Красноярск брал своей тайгой. В пяти минутах от города горы, столбы. Поднимаешься к этим столбам, смотришь в даль и думаешь: «Какая же наша Россия богатая!». К сожалению, не добрался до Байкала. Туда хотел бы доехать именно своим ходом и обязательно летом, потому что, говорят, зимой – вообще не вариант. Там дороги не чистят и всего одна полоса.
— Твои родители как бывшие спортсмены должны понимать все твои проблемы, чувства, специфику работы. Они поддерживают тебя? Часто дают советы?
— Вот даже сейчас, когда я болел, и не мог команде помочь, мама звонила.

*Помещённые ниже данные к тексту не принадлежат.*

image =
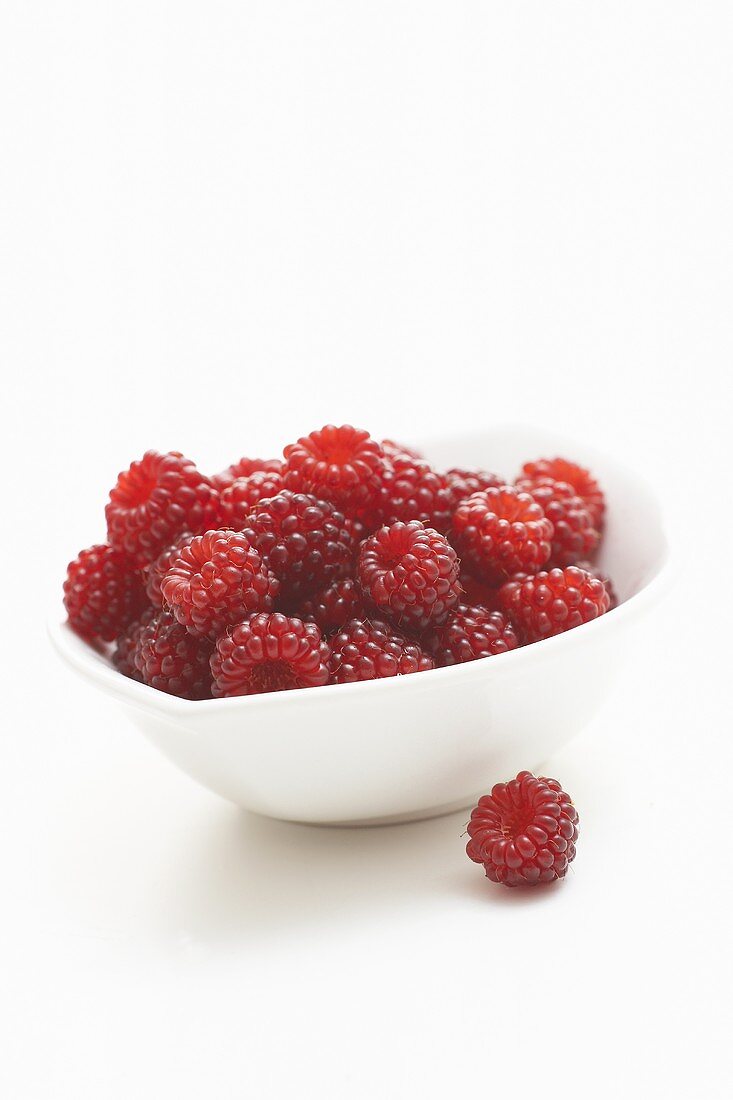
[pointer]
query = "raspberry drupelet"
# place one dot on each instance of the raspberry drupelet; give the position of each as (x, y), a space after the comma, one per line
(373, 650)
(553, 602)
(102, 593)
(470, 634)
(155, 501)
(341, 464)
(269, 652)
(575, 537)
(581, 480)
(500, 531)
(170, 659)
(216, 580)
(305, 541)
(524, 833)
(409, 573)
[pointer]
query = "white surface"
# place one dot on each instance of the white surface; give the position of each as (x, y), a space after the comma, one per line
(381, 752)
(219, 226)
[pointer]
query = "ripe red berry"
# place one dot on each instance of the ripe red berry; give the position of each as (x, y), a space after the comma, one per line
(215, 580)
(305, 541)
(469, 634)
(524, 832)
(155, 501)
(244, 469)
(581, 480)
(575, 536)
(337, 464)
(372, 650)
(269, 652)
(171, 659)
(553, 602)
(409, 572)
(500, 531)
(244, 493)
(102, 593)
(332, 606)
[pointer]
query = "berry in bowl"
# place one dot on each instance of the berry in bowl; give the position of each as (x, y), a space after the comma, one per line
(357, 633)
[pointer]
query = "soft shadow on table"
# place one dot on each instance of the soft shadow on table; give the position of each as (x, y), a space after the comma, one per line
(249, 876)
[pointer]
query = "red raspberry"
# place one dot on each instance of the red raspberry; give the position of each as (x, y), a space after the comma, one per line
(305, 541)
(524, 832)
(575, 535)
(581, 480)
(102, 593)
(155, 501)
(243, 494)
(469, 634)
(171, 659)
(269, 652)
(338, 464)
(409, 572)
(500, 531)
(335, 605)
(217, 579)
(372, 650)
(553, 602)
(244, 469)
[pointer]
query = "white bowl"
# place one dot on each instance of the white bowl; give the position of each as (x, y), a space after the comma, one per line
(420, 745)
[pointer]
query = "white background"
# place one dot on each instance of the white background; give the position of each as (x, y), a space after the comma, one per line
(222, 224)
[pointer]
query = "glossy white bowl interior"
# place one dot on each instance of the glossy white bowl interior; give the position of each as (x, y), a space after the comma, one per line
(419, 745)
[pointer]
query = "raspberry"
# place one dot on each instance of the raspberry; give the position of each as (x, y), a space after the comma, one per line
(500, 531)
(469, 634)
(269, 652)
(239, 498)
(409, 572)
(335, 605)
(244, 469)
(338, 464)
(215, 580)
(524, 832)
(155, 501)
(373, 650)
(581, 480)
(102, 593)
(553, 602)
(575, 535)
(168, 658)
(305, 541)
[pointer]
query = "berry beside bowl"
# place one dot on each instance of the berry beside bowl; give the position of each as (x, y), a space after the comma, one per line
(404, 746)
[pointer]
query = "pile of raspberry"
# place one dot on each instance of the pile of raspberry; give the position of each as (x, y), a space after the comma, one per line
(348, 559)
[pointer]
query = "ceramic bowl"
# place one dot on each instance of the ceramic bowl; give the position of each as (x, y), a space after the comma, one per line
(420, 745)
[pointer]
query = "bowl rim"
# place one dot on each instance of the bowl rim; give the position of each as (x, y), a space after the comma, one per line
(84, 657)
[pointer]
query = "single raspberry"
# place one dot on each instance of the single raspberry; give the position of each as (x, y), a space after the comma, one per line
(469, 634)
(305, 541)
(575, 535)
(337, 464)
(244, 469)
(500, 531)
(409, 572)
(171, 659)
(372, 650)
(154, 573)
(553, 602)
(102, 593)
(155, 501)
(242, 495)
(524, 832)
(269, 652)
(215, 580)
(335, 605)
(126, 648)
(581, 480)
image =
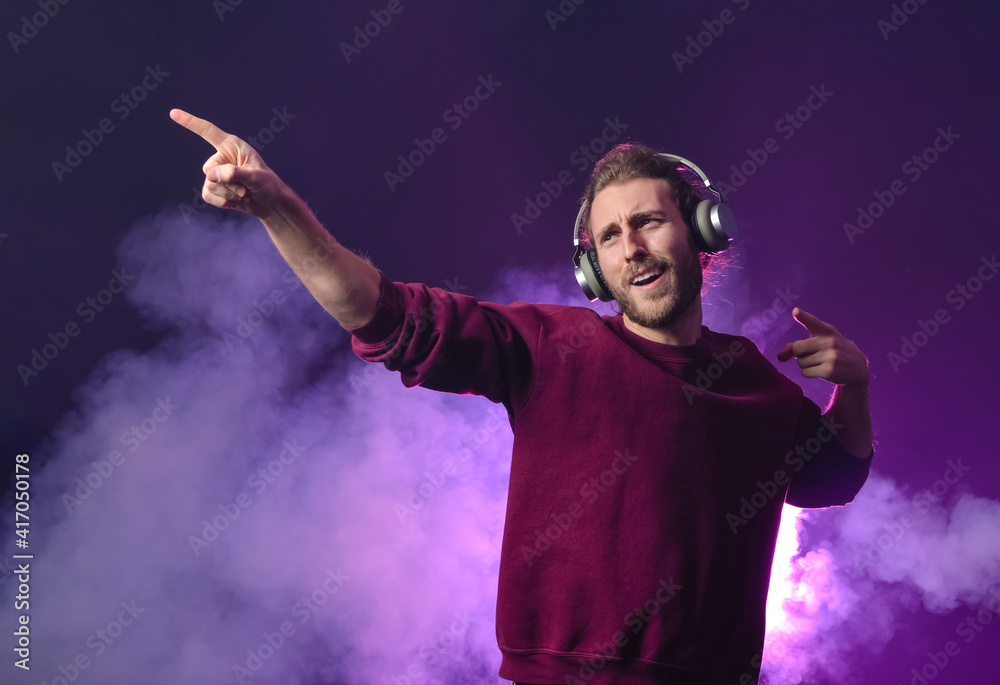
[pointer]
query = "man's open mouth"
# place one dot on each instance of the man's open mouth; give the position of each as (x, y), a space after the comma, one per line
(647, 277)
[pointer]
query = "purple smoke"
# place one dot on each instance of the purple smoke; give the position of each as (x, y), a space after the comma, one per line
(248, 502)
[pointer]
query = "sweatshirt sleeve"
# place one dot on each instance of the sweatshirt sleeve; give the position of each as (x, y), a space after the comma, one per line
(450, 342)
(828, 475)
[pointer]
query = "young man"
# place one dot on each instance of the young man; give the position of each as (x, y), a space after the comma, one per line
(644, 501)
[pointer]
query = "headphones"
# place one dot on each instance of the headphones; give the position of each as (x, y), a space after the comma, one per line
(711, 221)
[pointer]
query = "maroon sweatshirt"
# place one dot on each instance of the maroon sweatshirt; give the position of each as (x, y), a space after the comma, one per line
(646, 485)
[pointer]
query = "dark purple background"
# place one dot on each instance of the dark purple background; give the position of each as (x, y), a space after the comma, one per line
(451, 221)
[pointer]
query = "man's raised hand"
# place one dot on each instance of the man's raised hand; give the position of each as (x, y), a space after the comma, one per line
(826, 353)
(235, 176)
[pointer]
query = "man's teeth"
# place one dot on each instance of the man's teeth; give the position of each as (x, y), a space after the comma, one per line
(648, 278)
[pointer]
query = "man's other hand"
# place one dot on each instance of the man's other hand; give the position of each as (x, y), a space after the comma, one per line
(235, 176)
(826, 353)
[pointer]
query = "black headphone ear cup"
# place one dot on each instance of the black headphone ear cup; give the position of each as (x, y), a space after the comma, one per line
(714, 225)
(602, 290)
(591, 279)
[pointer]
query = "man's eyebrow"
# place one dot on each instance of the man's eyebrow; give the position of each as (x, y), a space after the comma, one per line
(633, 219)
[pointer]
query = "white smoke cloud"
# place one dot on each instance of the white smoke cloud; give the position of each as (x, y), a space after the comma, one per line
(248, 502)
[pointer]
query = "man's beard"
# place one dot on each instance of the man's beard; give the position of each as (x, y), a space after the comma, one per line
(669, 308)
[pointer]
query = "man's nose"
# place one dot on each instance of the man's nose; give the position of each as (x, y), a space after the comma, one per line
(634, 244)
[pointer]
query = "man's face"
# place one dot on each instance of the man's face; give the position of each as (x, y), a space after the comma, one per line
(644, 249)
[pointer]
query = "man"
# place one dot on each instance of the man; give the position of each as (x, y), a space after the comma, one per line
(644, 502)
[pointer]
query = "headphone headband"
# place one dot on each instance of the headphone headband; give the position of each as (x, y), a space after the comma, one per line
(711, 222)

Она ругала меня, знает, что я упрямый баран, не до конца вылечился, вышел на поле и получил осложнения. Но всё равно всегда поддерживает меня. Для меня её поддержка – это самое главное. Если у тебя нет поддержки близких людей, каким бы сильным человеком ты не был, рано или поздно сломаешься. Поддержка сторонних людей никогда не будет такой искренней. Я в хороших людей верю, но их очень мало.
— Говорят, Дальний Восток принимает не каждого. Как ты себя здесь ощущаешь? Готов провести в Хабаровске несколько лет?
— Честно, меня не пугают расстояния и часовые пояса. Я в 16 лет уехал из дома в Новосибирск. Сейчас в Хабаровске меня всё устраивает. Очень нравится набережная, живу недалеко от стадиона и, пока иду на тренировку, уже получаю наслаждение. Потом занимаюсь любимым делом, а если после тренировки ещё и покушать в каком-нибудь хорошем месте – вообще красота. Часто любуюсь здесь прекрасными закатами, которые один в один, как в Питере. Ощущение, что я дома. На данный момент все мои мысли связаны с Хабаровском и хочется помогать всем, чем только могу, и приносить только положительные эмоции, и клубу, и болельщикам. Мы все здесь занимаемся своим любимым делом. Я говорю «мы», потому что имею ввиду не только футболистов, но и настоящих болельщиков, которые приходят на матчи ни потому что им нечего делать в Хабаровске, а потому что им это нравится, и они хотят помогать своей команде. Каждый раз я говорю, что благодарен вот этим настоящим преданным болельщикам. Поэтому эти комментарии глупые не читаю, для меня это не болельщики. Это скептики, у которых какие-то проблемы в жизни, они выплёскивают свой негатив. Часто бывает, что за этим хейтером скрывается взрослый 40-летний мужик, у которого в жизни ничего не получилось.
А для настоящих болельщиков мне ничего не жалко. После домашнего матча с «Волгой» я полностью разделся, остался в одних трусах – отдал болельщикам майку, шорты. Ни потому что хочу себе дополнительные баллы набить. Я просто принимаю всё близко к сердцу. Когда ты очень хотел выиграть, но не смог, и подходишь к фан-сектору, тебе до слёз обидно. Они бьют в барабаны и кричат, пока последний футболист не уйдёт в подтрибунку. От этого такая дрожь по телу.
Уверен, в нашем коллективе ни один футболист не думает, что какая-то «крыса» сидит на трибуне. Именно те болельщики, которые ходят на стадион, они нас всегда поддерживают. Даже в городе меня несколько раз узнавали люди, которые в футболе что-то понимают. Мне было приятно пообщаться, я объяснил нашу философию игры. Когда ты честно рассказываешь всё, тебе говорят в ответ: «Давайте, мужики! Верим!».